現預金で持っているより繰上げ返済をして金利負担を減らすほうが、精神的にも有利ではないか。そう考える読者に、小原氏は次のように語る。
「繰上げ返済をするという行為を、投資の視点で言い換えてみましょう。これは『利回り1%(住宅ローン金利相当)の金融商品を、1000万円で購入する』ことと全く同じ経済効果です。しかも、この金融商品は一度買ったら解約できず、リターンは著しく低い水準に限定されています」(小原氏)

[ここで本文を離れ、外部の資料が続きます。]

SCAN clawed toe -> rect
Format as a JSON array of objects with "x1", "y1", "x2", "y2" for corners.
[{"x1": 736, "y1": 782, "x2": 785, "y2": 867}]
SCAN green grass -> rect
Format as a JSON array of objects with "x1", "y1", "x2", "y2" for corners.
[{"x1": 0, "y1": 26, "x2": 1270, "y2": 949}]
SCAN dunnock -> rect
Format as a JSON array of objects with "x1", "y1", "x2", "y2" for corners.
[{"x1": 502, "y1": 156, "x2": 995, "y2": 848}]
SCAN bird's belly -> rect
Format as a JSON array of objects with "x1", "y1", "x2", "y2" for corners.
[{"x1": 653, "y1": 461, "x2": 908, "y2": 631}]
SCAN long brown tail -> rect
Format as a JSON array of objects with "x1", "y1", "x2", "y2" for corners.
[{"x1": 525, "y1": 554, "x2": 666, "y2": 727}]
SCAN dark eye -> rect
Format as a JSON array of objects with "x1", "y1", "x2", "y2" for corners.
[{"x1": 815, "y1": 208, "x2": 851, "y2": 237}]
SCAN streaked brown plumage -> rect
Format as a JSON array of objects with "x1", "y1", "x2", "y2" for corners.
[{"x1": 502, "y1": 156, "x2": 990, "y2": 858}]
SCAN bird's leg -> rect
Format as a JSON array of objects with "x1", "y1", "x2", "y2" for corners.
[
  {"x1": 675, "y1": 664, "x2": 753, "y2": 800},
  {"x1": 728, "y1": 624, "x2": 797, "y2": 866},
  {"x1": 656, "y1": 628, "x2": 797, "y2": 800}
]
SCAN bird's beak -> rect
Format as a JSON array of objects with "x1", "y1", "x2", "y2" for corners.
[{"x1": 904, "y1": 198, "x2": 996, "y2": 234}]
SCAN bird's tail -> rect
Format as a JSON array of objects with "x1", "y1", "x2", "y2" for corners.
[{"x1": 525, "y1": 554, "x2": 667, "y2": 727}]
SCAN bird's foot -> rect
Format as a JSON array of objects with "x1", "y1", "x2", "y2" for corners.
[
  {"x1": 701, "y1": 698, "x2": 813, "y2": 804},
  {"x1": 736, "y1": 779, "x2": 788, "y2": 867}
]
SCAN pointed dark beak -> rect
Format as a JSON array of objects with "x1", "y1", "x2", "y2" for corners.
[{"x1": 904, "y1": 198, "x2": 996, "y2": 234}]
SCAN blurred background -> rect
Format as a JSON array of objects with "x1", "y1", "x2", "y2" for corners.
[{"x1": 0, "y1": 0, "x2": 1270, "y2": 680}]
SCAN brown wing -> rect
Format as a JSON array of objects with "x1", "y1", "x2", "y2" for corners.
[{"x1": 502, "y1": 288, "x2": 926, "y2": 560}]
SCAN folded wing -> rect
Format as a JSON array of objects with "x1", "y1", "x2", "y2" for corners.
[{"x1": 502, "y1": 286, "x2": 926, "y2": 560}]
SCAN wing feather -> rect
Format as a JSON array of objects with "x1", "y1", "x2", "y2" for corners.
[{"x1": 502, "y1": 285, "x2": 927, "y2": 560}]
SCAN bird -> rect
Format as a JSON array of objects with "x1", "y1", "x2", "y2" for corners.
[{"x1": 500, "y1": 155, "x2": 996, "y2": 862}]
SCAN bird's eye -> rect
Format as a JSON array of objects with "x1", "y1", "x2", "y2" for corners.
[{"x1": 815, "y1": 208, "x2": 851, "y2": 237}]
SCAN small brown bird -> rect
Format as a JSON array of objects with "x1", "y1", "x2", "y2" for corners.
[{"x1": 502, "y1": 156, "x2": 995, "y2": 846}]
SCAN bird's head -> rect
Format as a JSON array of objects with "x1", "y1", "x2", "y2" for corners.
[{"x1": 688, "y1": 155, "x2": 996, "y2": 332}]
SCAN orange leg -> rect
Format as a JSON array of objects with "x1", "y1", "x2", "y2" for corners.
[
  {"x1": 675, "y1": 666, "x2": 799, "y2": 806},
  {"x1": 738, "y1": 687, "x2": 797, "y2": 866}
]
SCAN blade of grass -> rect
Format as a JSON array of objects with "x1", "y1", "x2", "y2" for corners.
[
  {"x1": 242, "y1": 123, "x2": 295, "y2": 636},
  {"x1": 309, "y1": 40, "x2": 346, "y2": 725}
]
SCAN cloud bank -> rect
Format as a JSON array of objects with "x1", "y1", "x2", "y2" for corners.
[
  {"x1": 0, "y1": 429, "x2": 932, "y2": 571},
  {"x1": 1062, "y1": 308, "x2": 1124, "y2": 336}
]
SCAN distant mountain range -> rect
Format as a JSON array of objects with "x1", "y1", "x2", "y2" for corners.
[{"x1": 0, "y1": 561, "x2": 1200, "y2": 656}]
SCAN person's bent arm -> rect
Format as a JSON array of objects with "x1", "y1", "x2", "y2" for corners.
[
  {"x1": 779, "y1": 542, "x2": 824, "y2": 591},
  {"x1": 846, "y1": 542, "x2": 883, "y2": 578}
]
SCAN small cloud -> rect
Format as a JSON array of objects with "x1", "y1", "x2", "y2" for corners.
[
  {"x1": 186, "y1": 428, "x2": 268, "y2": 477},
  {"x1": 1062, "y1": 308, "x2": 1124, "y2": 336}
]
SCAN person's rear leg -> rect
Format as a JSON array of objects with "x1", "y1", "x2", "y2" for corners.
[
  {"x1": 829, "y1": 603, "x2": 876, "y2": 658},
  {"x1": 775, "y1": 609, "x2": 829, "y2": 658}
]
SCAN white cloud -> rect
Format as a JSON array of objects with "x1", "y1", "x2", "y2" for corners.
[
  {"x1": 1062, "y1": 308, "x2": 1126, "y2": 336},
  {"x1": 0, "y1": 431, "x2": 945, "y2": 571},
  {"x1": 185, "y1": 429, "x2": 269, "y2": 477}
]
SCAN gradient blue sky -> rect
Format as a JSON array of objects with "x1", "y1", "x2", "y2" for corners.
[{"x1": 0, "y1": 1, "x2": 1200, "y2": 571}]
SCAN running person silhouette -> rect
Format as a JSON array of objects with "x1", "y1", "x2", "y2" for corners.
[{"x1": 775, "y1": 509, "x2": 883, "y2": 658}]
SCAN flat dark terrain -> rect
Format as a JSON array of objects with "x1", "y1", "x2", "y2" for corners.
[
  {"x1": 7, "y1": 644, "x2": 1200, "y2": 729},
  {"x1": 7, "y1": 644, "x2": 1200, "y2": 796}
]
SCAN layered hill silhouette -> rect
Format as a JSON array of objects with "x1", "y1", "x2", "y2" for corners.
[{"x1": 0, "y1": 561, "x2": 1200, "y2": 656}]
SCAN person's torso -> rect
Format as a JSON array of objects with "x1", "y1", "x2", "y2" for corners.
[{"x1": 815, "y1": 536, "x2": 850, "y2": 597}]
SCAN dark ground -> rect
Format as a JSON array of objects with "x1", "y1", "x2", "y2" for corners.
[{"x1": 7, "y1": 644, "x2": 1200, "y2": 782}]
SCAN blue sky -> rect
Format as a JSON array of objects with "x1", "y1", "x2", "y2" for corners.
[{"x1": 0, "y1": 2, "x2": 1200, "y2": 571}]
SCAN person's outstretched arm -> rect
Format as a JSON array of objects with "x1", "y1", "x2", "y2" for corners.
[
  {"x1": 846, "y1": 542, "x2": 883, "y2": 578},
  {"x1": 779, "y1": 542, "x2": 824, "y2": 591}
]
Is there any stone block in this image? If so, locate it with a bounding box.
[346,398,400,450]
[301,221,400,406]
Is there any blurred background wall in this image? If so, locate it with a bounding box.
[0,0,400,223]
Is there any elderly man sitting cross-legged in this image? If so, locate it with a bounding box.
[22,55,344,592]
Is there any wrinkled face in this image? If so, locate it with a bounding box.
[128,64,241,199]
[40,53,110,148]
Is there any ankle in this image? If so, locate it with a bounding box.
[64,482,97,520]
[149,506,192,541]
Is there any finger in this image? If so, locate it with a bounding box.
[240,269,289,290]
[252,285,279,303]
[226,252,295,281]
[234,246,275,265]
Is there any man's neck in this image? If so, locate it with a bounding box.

今の時代、利回り1%で解約不能な金融商品を喜んで買う人がいるだろうか。誰でもアクセスできるS&P500などのインデックスファンドですら、長期的には年率数%程度(※)のリターンが期待されやすい時代だ。
※短期では上下し、元本割れもあり得る
「答えはシンプルです。1%のコスト(金利)を支払ってでも、手元のお金をより高い期待リターンが見込めるところへ運用したほうが、差し引き分、期待値として資産は増えやすいのです」と話す小原氏。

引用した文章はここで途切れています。